Jesus does not leave room for doubt: God -- whose face he himself has revealed -- is the God of life, who frees us from all evil. The signs of this, his power of love are the healings that he carries out: He thus shows that the Kingdom of God is near, restoring men and women to their full integrity in spirit and body. I refer to these healings as signs: They guide toward the message of Christ, they guide us toward God and make us understand that man's truest and deepest illness is the absence of God, who is the fount of truth and love. And only reconciliation with God can give us true healing, true life, because a life without love and without truth would not be a true life. The Kingdom of God is precisely the presence of truth and love, and thus it is healing in the depths of our being.

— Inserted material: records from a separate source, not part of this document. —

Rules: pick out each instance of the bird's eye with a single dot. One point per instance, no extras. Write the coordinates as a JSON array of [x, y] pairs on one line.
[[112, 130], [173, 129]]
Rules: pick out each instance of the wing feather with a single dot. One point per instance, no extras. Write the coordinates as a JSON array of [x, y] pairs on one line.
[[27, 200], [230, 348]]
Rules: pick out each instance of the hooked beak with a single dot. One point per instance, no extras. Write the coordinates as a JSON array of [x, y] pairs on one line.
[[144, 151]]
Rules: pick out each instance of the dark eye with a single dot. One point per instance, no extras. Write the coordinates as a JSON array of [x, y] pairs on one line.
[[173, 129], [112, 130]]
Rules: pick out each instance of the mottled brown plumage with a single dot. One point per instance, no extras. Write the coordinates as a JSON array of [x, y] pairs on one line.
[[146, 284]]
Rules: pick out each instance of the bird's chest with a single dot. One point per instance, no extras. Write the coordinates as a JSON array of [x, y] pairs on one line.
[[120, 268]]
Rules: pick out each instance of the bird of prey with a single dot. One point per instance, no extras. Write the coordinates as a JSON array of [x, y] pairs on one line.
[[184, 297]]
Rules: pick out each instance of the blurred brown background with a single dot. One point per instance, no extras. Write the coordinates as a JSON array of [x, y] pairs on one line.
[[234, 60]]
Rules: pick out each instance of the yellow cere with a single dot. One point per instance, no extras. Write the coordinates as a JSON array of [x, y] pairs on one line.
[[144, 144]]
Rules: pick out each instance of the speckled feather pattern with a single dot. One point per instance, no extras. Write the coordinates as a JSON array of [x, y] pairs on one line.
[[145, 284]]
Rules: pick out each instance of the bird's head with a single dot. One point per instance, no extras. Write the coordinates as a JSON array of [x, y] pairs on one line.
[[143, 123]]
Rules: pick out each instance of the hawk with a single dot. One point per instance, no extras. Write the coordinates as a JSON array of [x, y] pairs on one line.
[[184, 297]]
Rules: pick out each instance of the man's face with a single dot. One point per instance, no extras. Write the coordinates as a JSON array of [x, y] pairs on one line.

Thanks to the action of the Holy Spirit, the work of Jesus is prolonged in the mission of the Church. Through the sacraments, it is Christ who communicates his life to the multitude of brothers and sisters, as he cures and comforts innumerable sick people through so many activities of health care service that Christian communities promote with fraternal charity, thereby showing the face of God, his love. It is true: How many Christians all over the world -- priests, religious and laypeople -- have given and continue giving their hands, eyes and hearts to Christ, true physician of bodies and souls!

Let us pray for all the ill, especially for those who are most grave, and who can in no way take care of themselves, but depend entirely on the care of others; may every one of them be able to experience, in the solicitude of those who are near to them, the power of the love of God and the richness of his grace that saves us. Mary, health of the sick, pray for us.